L'histoire de Ludovic CHABE, ce pompier de Montreuil-sous-Bois découvrant sa femme Françoise en pyjama en train d'agoniser ce 26 février 2005 aux environs de 10 heures du matin à leur domicile d'Humbercourt s'inscrit dans une nouvelle affaire qui restera non résolue, si tant est qu'il y ait eu un meurtre et non une mort suicidaire s'expliquant autrement ! Mais comment expliquerait-on un suicide sans qu'il y ait eu de poutre apparente ou un quelconque support pour s'y pendre. Pourtant on dira aussi pour justifier le meurtre qu'elle aurait été surprise au saut du lit et battue avant de trouver la mort par étranglement avec le foulard retrouvé noué autour de son cou ! Car lors de l'autopsie on distinguera la présence de deux hématomes.

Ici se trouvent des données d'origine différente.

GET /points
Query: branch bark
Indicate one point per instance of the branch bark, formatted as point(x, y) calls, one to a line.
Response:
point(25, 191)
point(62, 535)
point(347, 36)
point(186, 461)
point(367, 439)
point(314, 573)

Mais qui aurait pu vouloir tuer Françoise CHABE et aurait elle eu quelque chose à cacher, elle qui était de nature si discrète ? Il est vrai qu'elle avait changé de comportement trois semaines avant sa mort et qu'elle avait sombré dans une sorte de dépression.
C'est après une garde à vue éprouvante que Ludovic CHABE reconnaîtra avoir tué accidentellement son épouse au terme d'un jeu sexuel, des aveux qui le verront cependant se rétracter quelques semaines plus tard. Une affaire insensée difficile à expliquer avec, dans l'hypothèse de l'intervention d'un tiers meurtrier, une porte fermée que découvrira Ludovic à son arrivée sur les lieux et la présence d'un foulard noué autour du cou et le fait que Françoise avait mis dans ses oreilles des boules kiès. Il n'y aurait pas eu d'effraction ni de vol laissant supposer qu'une agression intéressée ait pu être commise. Les pompiers tenteront bien sûr de réanimer la jeune femme avant à 10h45 de la déclarer morte.
Son ADN ayant été retrouvée sur le foulard, Ludovic sera aussitôt inquiété par les enquêteurs. On lui reprochera d'avoir laissé son épouse sur le ventre sans la retourner et de ne pas lui avoir prodigué les gestes de premiers secours, lui qui était pompier. Ces derniers apprendront aussi que Ludovic venait d'avoir une relation extra-conjugale avec une collègue de travail. Et pour le faire avouer, ils iront très loin en le plaçant en garde à vue et en ayant également arrêté sa mère et sa soeur, ce qui peut expliquer ses aveux. Mis en examen il sera placé en détention à la Maison d'arrêt d'Amiens et c'est dans une lettre à ses parents que Ludovic reviendra sur ses aveux expliquant qu'il n'avait pas tué Françoise. Au mois de nov. 2005, ils apprendront néanmoins que, de son côté, Françoise entretenait une relation avec un collègue de travail avec lequel elle avait beaucoup échangé avant son décès. Un homme qui, cependant n'avait pas souhaité aller plus loin dans leur relation car son épouse attendait un enfant.
Le 7 juin 2013, Ludovic CHABE se défendant très mal sera jugé et condamné à 12 ans de détention. Mais il sera cependant acquitté aux Assises de Beauvais après avoir interjeté appel grâce à une erreur du légiste sur l'heure probable de la mort survenue, non à 10h00 mais à 9h30.